Nugoli di polvere alla «desert storm»; ululati che superano i 100 decibel a dispetto di quanto stabilisce la normativa antirumore; intenso puzzo d’olio e benzina bruciata. Niente paura, siamo in un qualsiasi parco cittadino verso le 10 di una mattina autunnale mentre gli operai del verde rincorrono coi soffiatori in spalla il fogliame a terra nel vano tentativo di accumularlo. Se tutto ciò fosse esistito ai tempi di Jacques Prevert, di certo il poeta non avrebbe scritto Le foglie morte ma avrebbe preso carta e penna e dettato al sindaco di Parigi la sua protesta...
Ma tant’è: oggi siamo tutti un po’ più schiavi del progresso. Nemmeno i netturbini usano più ramazze di saggina, rastrelli e carriola ma apparecchi rabbiosi caricati a spalla, che terminano in una lunga proboscide da cui escono 700 metri cubi di aria all’ora, come dalle trombe di Gerico. Alla faccia degli spazi verdi in cui il cittadino vorrebbe trovare l’agognata quiete.
Queste macchine - nome tecnico «soffiatori spalleggiati» - ormai la fanno ovunque da padrone. Anche a Milano, dove una persona su 10 ha problemi di udito causati dal rumore eccessivo. Basta osservare come vengono usati: non solo sui manti erbosi - dove comunque il «massaggio» esercitato dal rastrello avrebbe una funzione rivitalizzante per la terra - ma su viottoli interni dei parchi, stradelli terrosi e aree polverose sollevando ogni volta ingenti quantitativi di sporcizia e Pm 10.
«Mia figlia che ha tre anni - dice una mamma ai giardini pubblici di via Palestro - è terrorizzata dal loro rumore». Le fa eco un professionista in tenuta da jogging: «I nuvoloni di polvere sollevati dai soffiatori sono a rischio congiuntivite sia per i passanti sia per gli addetti». In effetti il rumore prodotto da questi apparecchi è eccessivo e non spaventa solo i bambini più sensibili: recenti studi dell’Ocse indicano che il livello di tollerabilità umana al rumore è pari a 65 decibel; limite oltre il quale scattano stress, problemi di comunicazione, limitazione della produttività, pessimo umore, disturbi cardio-vascolari.

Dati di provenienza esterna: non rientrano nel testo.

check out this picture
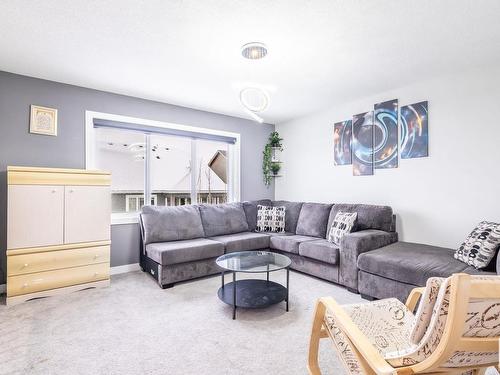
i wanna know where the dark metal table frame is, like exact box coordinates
[220,266,290,320]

Ma è poco igienico anche sollevare polveroni, soprattutto nei parchi cittadini dove abbondano le deiezioni canine. Basta sfogliare qualsiasi compendio di medicina pratica per scoprire che il suolo può essere contaminato oltre che da polvere e Pm10 anche da microrganismi e parassiti; per esempio dai germi sporigeni responsabili del tetano: «Non è bello - prosegue il professionista in tuta - venire al parco e subire un aerosol tanto malsano proprio mentre si fa jogging».

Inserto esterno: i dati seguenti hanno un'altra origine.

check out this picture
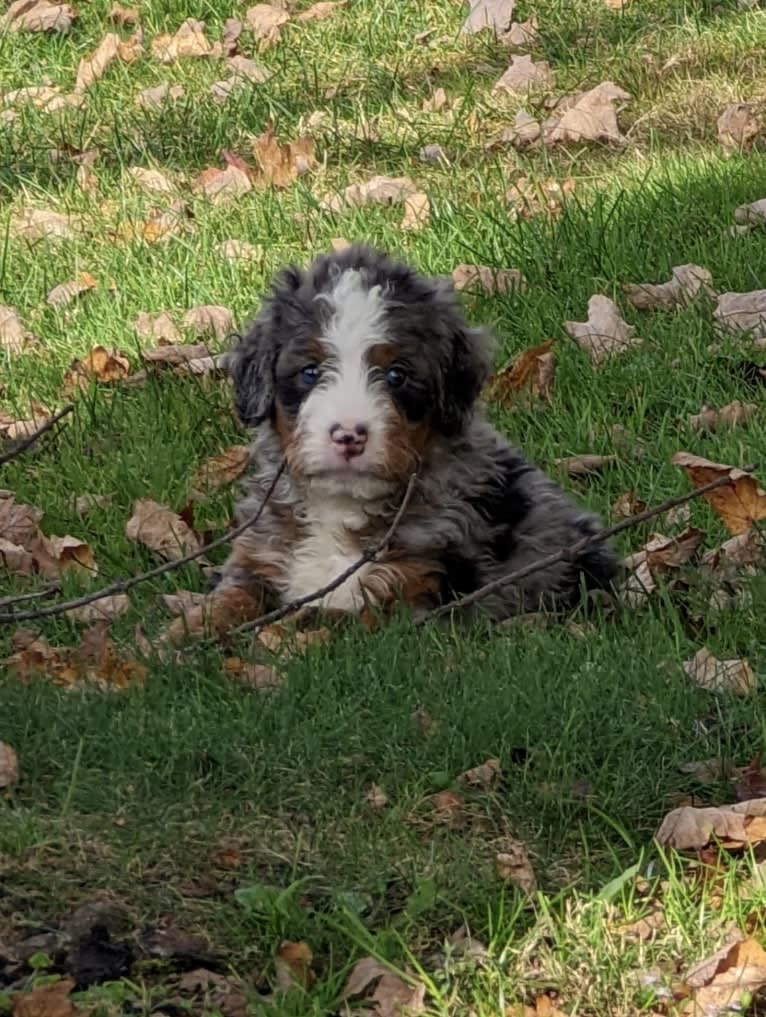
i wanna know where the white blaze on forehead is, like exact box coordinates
[322,268,387,355]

Ma ecco la carta di identità dei «mostri del verde» usati a Milano con tanta disinvoltura. I soffiatori hanno motori a due tempi da 40 a 70 centimetri cubi; pesano da 7 a 10 chili a seconda del tipo e della marca; consumano miscela al 4 per cento, hanno una rumorosità mai inferiore ai 90 decibel (la normativa anti rumore raccomanda di non superare i 60 nelle aree interessate a scuole, ospedali ma anche nei parchi pubblici urbani) e costano attorno ai 500 euro l’uno.
Quante ramazze si potrebbero comprare con questa somma? Quanti milanesi più rilassati si potrebbero incontrare nei parchi una volta eliminati polvere, puzzo e rumore? I tecnici del global service (il pool di imprese che cura il verde cittadino) mettono la questione sulla bilancia costi-benefici: «Abbiamo - dicono - 15 milioni di metri quadri a verde da curare. Ci mancherebbe pure che usassimo solo scope e rastrelli».

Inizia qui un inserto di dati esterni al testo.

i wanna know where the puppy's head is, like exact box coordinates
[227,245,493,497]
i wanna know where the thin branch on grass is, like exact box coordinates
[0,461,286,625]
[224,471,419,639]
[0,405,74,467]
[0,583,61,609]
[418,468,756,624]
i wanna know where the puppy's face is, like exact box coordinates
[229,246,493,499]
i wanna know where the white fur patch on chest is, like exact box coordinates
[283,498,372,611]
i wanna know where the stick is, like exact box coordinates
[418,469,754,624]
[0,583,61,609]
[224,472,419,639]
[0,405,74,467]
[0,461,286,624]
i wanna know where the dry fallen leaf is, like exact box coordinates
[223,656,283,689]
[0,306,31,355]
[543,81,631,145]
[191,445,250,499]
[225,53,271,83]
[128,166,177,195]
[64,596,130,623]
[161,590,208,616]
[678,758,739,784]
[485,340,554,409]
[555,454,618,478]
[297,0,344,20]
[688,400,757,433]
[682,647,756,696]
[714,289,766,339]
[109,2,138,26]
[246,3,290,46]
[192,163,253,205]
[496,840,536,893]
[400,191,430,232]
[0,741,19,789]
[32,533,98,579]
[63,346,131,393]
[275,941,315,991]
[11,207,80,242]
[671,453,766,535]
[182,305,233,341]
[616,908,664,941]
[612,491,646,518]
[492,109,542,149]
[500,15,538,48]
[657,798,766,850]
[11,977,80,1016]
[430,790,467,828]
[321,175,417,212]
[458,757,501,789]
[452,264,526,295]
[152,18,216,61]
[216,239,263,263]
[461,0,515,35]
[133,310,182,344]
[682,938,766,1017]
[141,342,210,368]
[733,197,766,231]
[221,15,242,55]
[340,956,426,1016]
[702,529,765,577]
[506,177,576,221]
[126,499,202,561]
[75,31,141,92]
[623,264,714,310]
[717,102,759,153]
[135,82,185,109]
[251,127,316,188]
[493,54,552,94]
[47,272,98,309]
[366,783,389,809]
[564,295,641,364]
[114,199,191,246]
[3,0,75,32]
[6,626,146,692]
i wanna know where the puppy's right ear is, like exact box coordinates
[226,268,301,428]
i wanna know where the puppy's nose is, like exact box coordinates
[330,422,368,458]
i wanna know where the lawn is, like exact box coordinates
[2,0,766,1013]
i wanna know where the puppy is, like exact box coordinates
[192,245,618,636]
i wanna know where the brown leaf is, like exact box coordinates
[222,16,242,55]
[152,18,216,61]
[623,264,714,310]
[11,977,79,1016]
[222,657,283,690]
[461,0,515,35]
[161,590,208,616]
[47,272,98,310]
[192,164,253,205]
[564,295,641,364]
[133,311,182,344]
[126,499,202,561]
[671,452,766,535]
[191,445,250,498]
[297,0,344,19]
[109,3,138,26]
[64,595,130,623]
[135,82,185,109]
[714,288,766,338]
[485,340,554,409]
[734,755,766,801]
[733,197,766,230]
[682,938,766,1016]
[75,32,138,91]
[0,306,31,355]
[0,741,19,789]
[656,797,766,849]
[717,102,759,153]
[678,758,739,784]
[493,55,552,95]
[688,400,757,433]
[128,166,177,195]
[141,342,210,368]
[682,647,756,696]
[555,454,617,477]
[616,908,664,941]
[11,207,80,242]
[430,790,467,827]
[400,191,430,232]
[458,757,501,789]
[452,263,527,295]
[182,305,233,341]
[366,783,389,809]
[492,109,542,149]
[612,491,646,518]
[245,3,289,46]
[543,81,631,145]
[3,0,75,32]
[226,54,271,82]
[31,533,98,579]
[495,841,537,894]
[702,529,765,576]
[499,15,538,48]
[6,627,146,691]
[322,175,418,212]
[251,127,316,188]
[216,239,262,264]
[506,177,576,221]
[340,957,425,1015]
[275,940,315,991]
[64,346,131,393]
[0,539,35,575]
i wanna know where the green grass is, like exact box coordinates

Ma gli ambientalisti e i cittadini scuotono la testa: «L’uso improprio dei soffiatori - replica l’architetto Giampaolo Artoni, del direttivo regionale di Legambiente - è da mettere in relazione con la bassa qualità dei servizi erogati dal Global service. Per fortuna - prosegue Artoni - a queste imprese è rimasta solo la manutenzione delle aree verdi, perché il servizio di pulizia sta passando all’Amsa che usa macchinari meno potenti, quasi esclusivamente sui manti erbosi dove è impossibile alzare polvere».